Photo: UMID M1 runs Windows XP / Vista, 512MB, 16GB SSD, 4.8" display with 1024×600 display resolution.
- Under 1" thin is "in".
- Personalization, more color options, & fashionable designs. No standard yet.
- Intel continuing to assist vendors with reference designs for mobile PCs, components. Vendors are appreciative of this and mentioned it repeatedly.
- Still don’t have standardization of mobile PC components, i.e. case, display, battery, motherboard screw hole mounts, etc.
- Incremental advancement of longer battery life by end of 2009. 8 hours marketed as "all day," referring to standard work hours.
- Sustainability. Sustainability. Sustainability. Majority of PC vendors had section on environmental impact and changes they are making to improve over previous years.
- Concept PCs built around extremely thin, flexible displays. 5+ years out before mass, but generated excitement.
Photos: Sony flexible display concept. (left) ASUS origami concept of foldable PC. (right)
- Major migration to Intel Atom processors, with various prices and not all "low cost". The lower performance has implications for operating system.
- Discussion around Intel Moorestown, but not demos.
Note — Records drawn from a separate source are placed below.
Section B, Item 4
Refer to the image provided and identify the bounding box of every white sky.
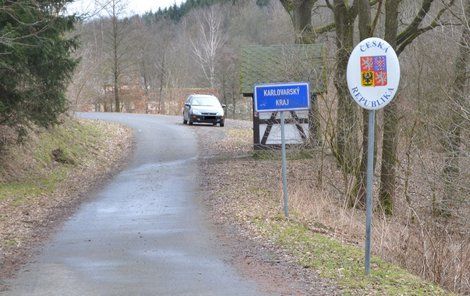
[67,0,185,17]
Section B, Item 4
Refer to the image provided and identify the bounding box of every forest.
[0,0,468,294]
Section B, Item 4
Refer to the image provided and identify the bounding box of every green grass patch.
[0,119,108,205]
[33,120,103,168]
[3,238,19,248]
[0,169,68,205]
[254,219,450,295]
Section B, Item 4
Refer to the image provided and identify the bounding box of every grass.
[33,120,103,168]
[253,218,450,295]
[0,169,68,205]
[0,119,107,205]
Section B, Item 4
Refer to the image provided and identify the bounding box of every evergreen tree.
[0,0,78,138]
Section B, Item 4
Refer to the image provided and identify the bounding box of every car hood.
[191,105,224,114]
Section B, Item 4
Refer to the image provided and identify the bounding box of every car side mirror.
[184,103,190,108]
[222,104,226,108]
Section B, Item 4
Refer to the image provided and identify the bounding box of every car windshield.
[192,96,219,106]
Heard several buyers asking about what it’ll run and there weren’t answers. Hope is that Moorestown will help with achieving real, all-day battery life.
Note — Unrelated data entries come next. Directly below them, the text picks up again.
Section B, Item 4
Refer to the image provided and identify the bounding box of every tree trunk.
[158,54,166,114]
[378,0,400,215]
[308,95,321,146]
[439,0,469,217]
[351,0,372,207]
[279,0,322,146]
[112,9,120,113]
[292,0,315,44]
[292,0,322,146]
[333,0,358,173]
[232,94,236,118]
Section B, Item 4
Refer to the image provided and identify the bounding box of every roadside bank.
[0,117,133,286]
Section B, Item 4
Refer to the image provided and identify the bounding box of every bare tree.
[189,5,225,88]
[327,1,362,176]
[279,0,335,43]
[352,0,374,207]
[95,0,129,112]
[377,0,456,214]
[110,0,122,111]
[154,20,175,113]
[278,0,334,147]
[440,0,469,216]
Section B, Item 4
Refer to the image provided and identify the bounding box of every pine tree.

- Still no WiMax, 3G industry wide solution. Hodgepodge of get a 2-year contract for every computer, which doesn’t match 6-mo or 1-yr lifetime of entry-level PCs.
- $750 seemed to be the generally used dollar amount for "early adopter" PC price for small PCs vs $450 for entry-level, consumer netbook. Very little discussion about $299 and lower.
- "This PC will work in these countries…," and the United States is not one of them. Partly because of lack of SIM card flexibility in United States.
- TV functionality in small PCs. (Korea, Japan, etc.)
- Blu-ray was not a big deal on PCs.
- Higher proportion of Linux used in products than in previous years. Open source didn’t need its own section to be promoted, as it is now being adopted.
Photo: Sony Vaio VGN-P500 has an Instant Mode to have access to files in a few seconds of boot. Instant Mode runs Linux.
- PC vendors mentioned "Available in Windows 7 timeframe," but they didn’t have PCs running with Windows 7 on display.
- PC vendors expressed concern and embarrassment about showing Microsoft Windows XP on PCs. Stated that it was because of lower price than Vista.
- "Can you read that?" response to people picking up PCs with extremely small displays. Youth market may be attracted, but aging population (of buyers) appear to have a tough time seeing.
- "What happened to AMD?" referring to its ultra-low power, mobile PC CPU line-up and that they are out of the running.
- Mid-price and high-end, future mobile PC models use LED backlights for lower power consumption.
- Mid- and high-end mobile PC lines to be offered with 256MB and 512MB solid-state drive options. This should help increase volume and make SSD more affordable in 2009.